Llamaron al proyecto DIME: decisiones informadas sobre medicamentos y otras tecnologías médicas de alto impacto financiero. Y le asignaron el rótulo de “bien público regional”, que no es otra cosa que un bien o un servicio que debe ser producido y consumido de manera colectiva para el beneficio de las mayorías.

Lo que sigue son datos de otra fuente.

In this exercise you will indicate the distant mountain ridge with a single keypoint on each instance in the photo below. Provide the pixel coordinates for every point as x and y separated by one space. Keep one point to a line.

Pero todo esto era la parte burocrática. En esencia, lo que estaba sucediendo era el inicio de una historia de expertos que decidían librar una batalla para detener los abusos en los precios altísimos de los medicamentos. La historia de un grupo de farmacéuticos, epidemiólogos y médicos que salen de las aulas para pelear en otro terreno menos amable y seguro, como es el campo de la política, esa dimensión en donde hombres y mujeres bien vestidos se pasan la vida dando discursos solemnes, representando intereses y discutiendo entre ellos, muchas veces sin llegar a ninguna parte. Es una historia de poder difícil de contar porque se esconde tras un lenguaje técnico que pocos privilegiados pueden entender. Pero es una historia que finalmente nos involucra a todos, porque tarde o temprano las enfermedades nos alcanzan y en ese momento, cuando nuestra vida depende de una inyección o de un tratamiento farmacológico, necesitamos del medicamento exacto y la dosis adecuada para sobrevivir. Y es en ese instante cuando las grandes decisiones que se toman a nivel gubernamental, esas decisiones en mayúsculas que por lo general las personas de a pie no se enteran, terminan siendo cruciales y determinantes.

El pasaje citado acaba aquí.